Lee explains that improving the ability of proton therapy to eliminate an even greater percentage of tumors lies in advancing techniques such as pencil beam, or spot scanning. As opposed to conventional passive-scattered proton therapy, pencil beam technology allows radiation oncologists to pinpoint their target and conform the radiation dose more precisely to the shape of the tumor. MD Anderson was the first location in North America to treat patients with pencil beam scanning and as a result treats a wider range of tumor sites with proton therapy, such as brain, head and neck, thoracic and esophageal.
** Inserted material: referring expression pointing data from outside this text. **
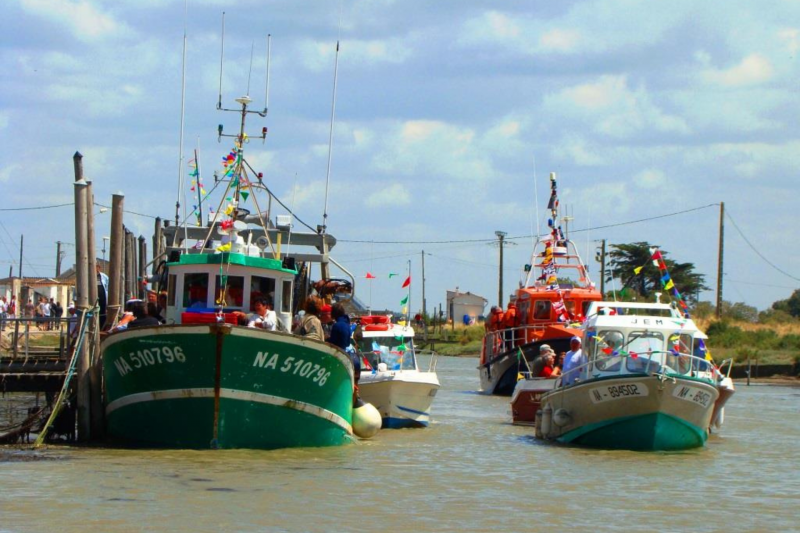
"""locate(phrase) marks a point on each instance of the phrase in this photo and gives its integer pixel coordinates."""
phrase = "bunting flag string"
(669, 286)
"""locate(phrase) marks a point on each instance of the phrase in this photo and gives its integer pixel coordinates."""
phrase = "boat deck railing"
(503, 340)
(667, 363)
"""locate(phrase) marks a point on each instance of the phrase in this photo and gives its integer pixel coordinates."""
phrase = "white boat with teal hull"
(390, 378)
(641, 386)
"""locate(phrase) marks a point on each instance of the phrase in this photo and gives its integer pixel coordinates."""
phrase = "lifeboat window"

As wonderful as the prospects are for proton therapy, everyone in the world does not have access to the technology. For that reason, researchers like Chang continue to work to optimize more widely used technologies to assist patients. In one case, those efforts are in collaboration with MD Anderson Sister Institution, Fudan University Cancer Hospital. Their Randomized study to compare Stereotactic Ablative Radiotherapy vs. Surgery in operable or marginally operable peripheral stage Ia Non-Small Cell Lung Cancer recently received $600,000 of support from Varian, Inc. The goal of the study is to determine if image-guided Stereotactic Ablative Radiotherapy using photons can improve the survival for patients with NSCLC. Stereotactic Ablative Radiotherapy in lung cancer using protons may further improve the toxicity and has been actively studied at MD Anderson.

With improvements in both conventional and proton therapy radiation treatments, advances in technology and a broader use of improved techniques and new technologies, both Chang and Lee are optimistic about patient’s prospects when choosing how to confront cancer.

“In Asia alone, they are discussing developing five proton therapy centers,” explains Chang. “The more people who are interested in the technology, the more technological innovations will occur.”

Lee seconds the sentiment, “Eventually, we will reach a critical mass of proton therapy facilities and researchers advocating its use,” says Lee. “This will dramatically improve technology and techniques associated with proton therapy, which ultimately will help us minimize the side effects to, and improve the care of, patients.”